In “The Vast Practical Engine,” we are introduced to the Pragmatist inquiry into the nature of belief and the practical consequences that follow from held beliefs. Asserting that the worth of any belief can be deduced from its usefulness to the believer, Pragmatism attempts to fashion an approach to truth that is rigorous enough to accomodate the scientific method, yet flexible enough to allow for metaphysical belief. Hoffman masterfully plays off this tension in lines such as:
the world is certain
yet we cannot know
for certain its certainty
is all there is
to be known (p. 68)
and:
o my soul
Nothing but a child’s cry
such purity in not knowing
but seeking knowledge
and once in its possession
it is only by degrees
knowing its mutability
and limits – (p. 67)
While “The Vast Practical Engine” is a regrettably short work (only 12 sections), it is full of moments of both visual and musical radiance. Tonally, it is more assertive than “Emerson in Europe,” and carries the reader forward on an eager bubble of energy that provides a noticeable contrast to the slower tempo of Emerson. It also perhaps makes the stronger impression of the two poems, insofar as it focuses a greater intensity on its subject.
The poems in The American Eye lack annotation and assume a familiarity on the part of the reader with both Emersonian and Pragmatic thought; a not insurmountable obstacle to the uninitiated, but perhaps formidable to those readers lacking a liberal arts background. In an age where knowledge is more and more regularly spoonfed (Wiki-fied) to accomodate the ignorant and overly-specialized, this may be one of the triumphs of Hoffman’s poems: the delicacy and beauty of their craft are enough to inspire the careful reader to an investigation of the subject matter behind it. (This reviewer will even confess that Hoffman’s collection compelled him to dig past his own superficial understanding of Pragmatism.)
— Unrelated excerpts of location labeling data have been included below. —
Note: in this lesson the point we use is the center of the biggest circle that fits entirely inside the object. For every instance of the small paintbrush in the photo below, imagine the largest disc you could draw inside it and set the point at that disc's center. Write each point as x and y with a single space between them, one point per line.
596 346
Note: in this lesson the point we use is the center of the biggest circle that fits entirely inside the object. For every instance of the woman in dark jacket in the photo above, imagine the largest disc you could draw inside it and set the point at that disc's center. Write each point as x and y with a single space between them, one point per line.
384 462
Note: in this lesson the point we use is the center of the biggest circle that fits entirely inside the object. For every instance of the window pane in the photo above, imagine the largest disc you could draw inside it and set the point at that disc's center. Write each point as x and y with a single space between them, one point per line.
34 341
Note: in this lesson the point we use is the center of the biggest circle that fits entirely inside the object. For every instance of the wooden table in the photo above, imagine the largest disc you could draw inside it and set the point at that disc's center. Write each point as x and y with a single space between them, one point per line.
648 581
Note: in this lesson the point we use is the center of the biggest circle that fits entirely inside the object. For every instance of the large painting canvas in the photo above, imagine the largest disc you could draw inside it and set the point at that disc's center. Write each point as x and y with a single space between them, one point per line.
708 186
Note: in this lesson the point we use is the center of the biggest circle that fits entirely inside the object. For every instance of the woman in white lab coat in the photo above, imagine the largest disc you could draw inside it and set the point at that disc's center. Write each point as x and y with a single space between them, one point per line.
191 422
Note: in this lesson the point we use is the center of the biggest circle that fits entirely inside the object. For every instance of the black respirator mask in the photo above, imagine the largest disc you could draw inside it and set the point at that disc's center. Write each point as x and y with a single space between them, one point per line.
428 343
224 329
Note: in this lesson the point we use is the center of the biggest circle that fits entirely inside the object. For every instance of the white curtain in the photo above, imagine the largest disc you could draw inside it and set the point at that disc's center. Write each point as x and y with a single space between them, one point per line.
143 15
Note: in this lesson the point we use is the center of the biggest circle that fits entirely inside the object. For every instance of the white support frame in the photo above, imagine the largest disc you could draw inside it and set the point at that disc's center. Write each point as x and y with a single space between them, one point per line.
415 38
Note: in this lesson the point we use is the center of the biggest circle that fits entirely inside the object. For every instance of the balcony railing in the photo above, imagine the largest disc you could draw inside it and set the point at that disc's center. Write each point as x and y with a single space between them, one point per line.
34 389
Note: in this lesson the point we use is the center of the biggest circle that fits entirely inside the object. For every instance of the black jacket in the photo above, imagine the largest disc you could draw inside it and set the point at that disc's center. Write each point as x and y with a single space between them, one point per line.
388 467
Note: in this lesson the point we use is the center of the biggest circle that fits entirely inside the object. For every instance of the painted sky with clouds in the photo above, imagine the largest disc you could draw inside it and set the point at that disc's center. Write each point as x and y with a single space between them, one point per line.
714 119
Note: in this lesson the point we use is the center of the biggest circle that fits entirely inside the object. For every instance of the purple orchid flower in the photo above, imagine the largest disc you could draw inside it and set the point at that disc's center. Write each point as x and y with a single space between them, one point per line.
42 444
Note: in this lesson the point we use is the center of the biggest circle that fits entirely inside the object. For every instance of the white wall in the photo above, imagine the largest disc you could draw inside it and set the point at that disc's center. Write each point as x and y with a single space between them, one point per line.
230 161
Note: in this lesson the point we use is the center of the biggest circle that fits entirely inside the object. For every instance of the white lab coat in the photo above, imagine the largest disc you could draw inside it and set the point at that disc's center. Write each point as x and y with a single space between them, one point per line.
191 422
Through the act of remembering the guiding philosophical lights of America’s past, The American Eye cannot help but sound a lament for an age when the quality of a person’s inner life was assumed to relate directly to that person’s social, economic and political choices. It also sounds a challenge—wrapped in a poetic statement of rare quality—to return to a way of living that again puts the well-ordered soul in a place over and above the marketplace of things and ideologies. This is not so much a return to an idealized Past, as to a set of timeless values that once more broadly informed the intellectual life of Western civilization. Those who heed the challenge will doubtless be among those to save us from a Future driven by the machinery of greed and hatred. The American Eye is an important peak in an expanding literature of conscious human evolution.
Jason Ranek lives in Norway with his wife and three children. He is the author of The Crossing (Lone Willow Press, 2011), and his poetry has appeared in journals on both sides of the Atlantic.